Patricia and her daughter Rachel draw water from a deep, sandy well two-and-a-half miles from their home in Kenya's Nzaui District.
Patricia and her daughter Rachel, 8, draw water from a deep, sandy well two-and-a-half miles from their home in Kenya's Nzaui District. Photo by Jake Lyell.

Although summer is coming to an end in the United States, August remains one of the hottest months of the year in many developing nations, particularly those in sub-Saharan Africa. With higher temperatures comes the threat of extreme drought. Without reliable water sources, millions of children and their families' lives are at risk. ChildFund works in some of the world's poorest countries to combat the effects of drought, but to continue this work, we need your help.

Drying Out

Countries in the Horn of Africa, including Kenya, Ethiopia and Uganda, recently endured one of the worst droughts in 60 years.
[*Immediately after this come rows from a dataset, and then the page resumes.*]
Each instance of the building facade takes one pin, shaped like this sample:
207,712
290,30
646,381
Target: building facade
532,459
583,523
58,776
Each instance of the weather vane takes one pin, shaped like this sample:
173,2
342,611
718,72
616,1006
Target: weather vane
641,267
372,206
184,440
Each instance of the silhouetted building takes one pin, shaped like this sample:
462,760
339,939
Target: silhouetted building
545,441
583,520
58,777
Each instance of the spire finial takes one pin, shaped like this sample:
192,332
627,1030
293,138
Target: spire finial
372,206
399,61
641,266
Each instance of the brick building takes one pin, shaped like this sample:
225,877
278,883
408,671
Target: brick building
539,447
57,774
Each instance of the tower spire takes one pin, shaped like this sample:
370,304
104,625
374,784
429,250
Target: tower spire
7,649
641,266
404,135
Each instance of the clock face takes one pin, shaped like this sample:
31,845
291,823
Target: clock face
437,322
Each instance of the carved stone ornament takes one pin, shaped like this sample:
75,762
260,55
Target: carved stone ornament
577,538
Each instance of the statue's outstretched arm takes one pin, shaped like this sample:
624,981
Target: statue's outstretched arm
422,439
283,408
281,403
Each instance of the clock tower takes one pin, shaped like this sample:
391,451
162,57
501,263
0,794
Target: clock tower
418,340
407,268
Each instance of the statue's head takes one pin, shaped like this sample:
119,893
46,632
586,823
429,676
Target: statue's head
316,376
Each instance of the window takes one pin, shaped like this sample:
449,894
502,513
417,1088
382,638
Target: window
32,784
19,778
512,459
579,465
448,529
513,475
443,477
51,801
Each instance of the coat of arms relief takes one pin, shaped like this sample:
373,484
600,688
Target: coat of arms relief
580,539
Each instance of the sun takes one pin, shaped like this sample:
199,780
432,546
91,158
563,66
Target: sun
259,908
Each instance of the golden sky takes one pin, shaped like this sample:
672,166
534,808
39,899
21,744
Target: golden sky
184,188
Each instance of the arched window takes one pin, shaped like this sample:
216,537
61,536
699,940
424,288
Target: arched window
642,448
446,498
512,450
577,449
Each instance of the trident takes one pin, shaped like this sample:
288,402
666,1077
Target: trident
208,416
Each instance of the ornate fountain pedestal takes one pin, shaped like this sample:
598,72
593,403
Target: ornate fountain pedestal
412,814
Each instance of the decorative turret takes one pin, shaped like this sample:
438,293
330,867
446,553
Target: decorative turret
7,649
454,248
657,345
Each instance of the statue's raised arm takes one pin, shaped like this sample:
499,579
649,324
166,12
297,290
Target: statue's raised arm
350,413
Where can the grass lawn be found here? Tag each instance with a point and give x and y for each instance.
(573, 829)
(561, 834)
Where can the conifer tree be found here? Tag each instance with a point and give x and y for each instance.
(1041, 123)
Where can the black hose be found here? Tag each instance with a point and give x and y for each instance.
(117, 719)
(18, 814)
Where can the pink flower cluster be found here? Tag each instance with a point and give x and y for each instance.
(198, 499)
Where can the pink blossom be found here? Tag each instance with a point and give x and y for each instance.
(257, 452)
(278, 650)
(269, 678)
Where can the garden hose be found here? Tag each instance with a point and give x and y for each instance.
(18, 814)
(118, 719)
When water sources dry up, families are often forced to abandon their homes and embark on long, perilous journeys in search of water — and many children do not survive these treks.

Ethiopia has been hit particularly hard by drought. Prolonged dry spells caused by the atmospheric phenomenon known as La Niña disrupted two rainy seasons in Ethiopia, resulting in withered crops. This, in turn, forced millions of people to migrate to other areas where water supplies are more stable. In Uganda, significantly reduced rainfall resulted in the destruction of thousands of gardens, and many crops had to be harvested prematurely. As a result, many families were faced with the prospect of depleting their food supplies in as little as two months.

Children Hit Hardest

In drought-stricken areas, it is often children under the age of 5 who are affected the most severely. Without reliable water sources, children have to drink water that is often dirty, increasing the likelihood of waterborne infections.

"At times I lose hope because I know that these diseases are caused by lack of safe water, but we don't have any alternative but to drink the water," says Angeline, a mother in Kenya's Emali district.

ChildFund works to provide children in need and their families with access to clean water, particularly in areas affected by drought. We give water storage vessels to schools and villages to conserve rainwater during wet seasons, plus we dig boreholes that allow communities to draw their own water. Making a donation to our Essentials for Survivals fund is one way you can help us ensure that children have access to water that is safe to drink. As a monthly giving partner, you'll receive quarterly newsletters highlighting how your support is making a difference in the lives of children in countries hit hardest by drought. Please consider helping ChildFund make a difference in children's lives.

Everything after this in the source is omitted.